Children are particularly susceptible to medication errors, especially prescribing errors, because calculations are required based on weight, which varies 30-fold in a child's lifetime.1–4 In addition, emergency departments (ED) are prone to the entire spectrum of medication errors (ordering, delivery, prescription, transcription, dispensing, administration and monitoring) because the environment is highly complex and chaotic, with a high rate of distractions, and medications are often calculated based on an estimated weight.5–11 Studies reviewing ED medical records have reported a range of 9–31 prescribing errors per 100 orders in paediatric patients.2 ,9 ,12 ,13

Incident reporting (IR) is widely used in US hospitals, but these details are rarely shared outside of individual institutions. Analysis of the type and severity of errors, medications involved, and the human or systems’ factors contributing to these errors offers a unique opportunity for hospitals to benefit from this information, especially if the errors are classified in a standardised manner and shared systematically. The objective of this study was to create a standardised method to share and analyse medication events (ME), and subsequently describe paediatric medication errors reported in a national research network.

Methods

Eighteen EDs within the Pediatric Emergency Care Applied Research Network (PECARN) participated in a 1-year study (July 2007–June 2008) and sent deidentified ED-related incident reports (IRs) to the PECARN central data coordinating centre (DCC). PECARN is a federally funded network of hospitals with broad geographic representation and a diversity of hospital types and patient populations. Ten of the 18 hospitals are freestanding children's hospitals. Detailed descriptions of the PECARN EDs were previously reported.14–16 Current state and staff perceptions of patient safety in these EDs have been described.10

We performed a qualitative study of IRs, which were defined in scope and reporting mechanisms by the standard hospital policy at each institution. The types of IRs, methods for reporting IRs (electronic or paper-based), person responsible for reporting IRs and the format of the IRs varied substantially among the participating EDs. Therefore, we developed a comprehensive manual of operations for IR reviews, including detailed descriptions of study processes, taxonomy and definitions. IRs were entered into the PECARN DCC and were deidentified by site. We excluded incidents if the patient was 18 years of age or older, if the incident did not occur in the ED, if the incident did not involve a patient or an individual accompanying a patient, or if the report was a duplicate.

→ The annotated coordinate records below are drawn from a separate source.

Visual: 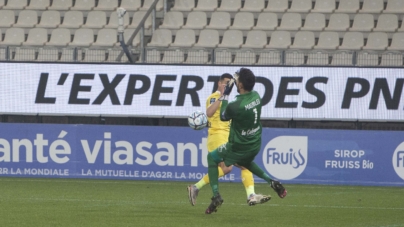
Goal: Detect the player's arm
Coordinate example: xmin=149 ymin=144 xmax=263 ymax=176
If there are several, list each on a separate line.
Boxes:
xmin=219 ymin=79 xmax=235 ymax=121
xmin=206 ymin=96 xmax=220 ymax=117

The investigators (independent primary and secondary reviewers for each IR) were all trained by the primary investigators (PIs) at an in-person network meeting and during conference calls. Training included review of taxonomy, the database and manual of operations for classification. Discordant responses from reviewers, including incident type, subtype, severity and staff involved, were reviewed and discussed at monthly investigator telephone conferences until consensus was reached.

Based on a review of available medical error taxonomies17–22 and expert consensus, we developed a classification system for ED IRs. Each deidentified IR was first categorised by type (MEs, behaviour, radiology, blood product, environmental safety, equipment/medical device, fall, laboratory, medical procedure, process variance, unknown and other incidents), followed by severity, personnel involved and contributing factors.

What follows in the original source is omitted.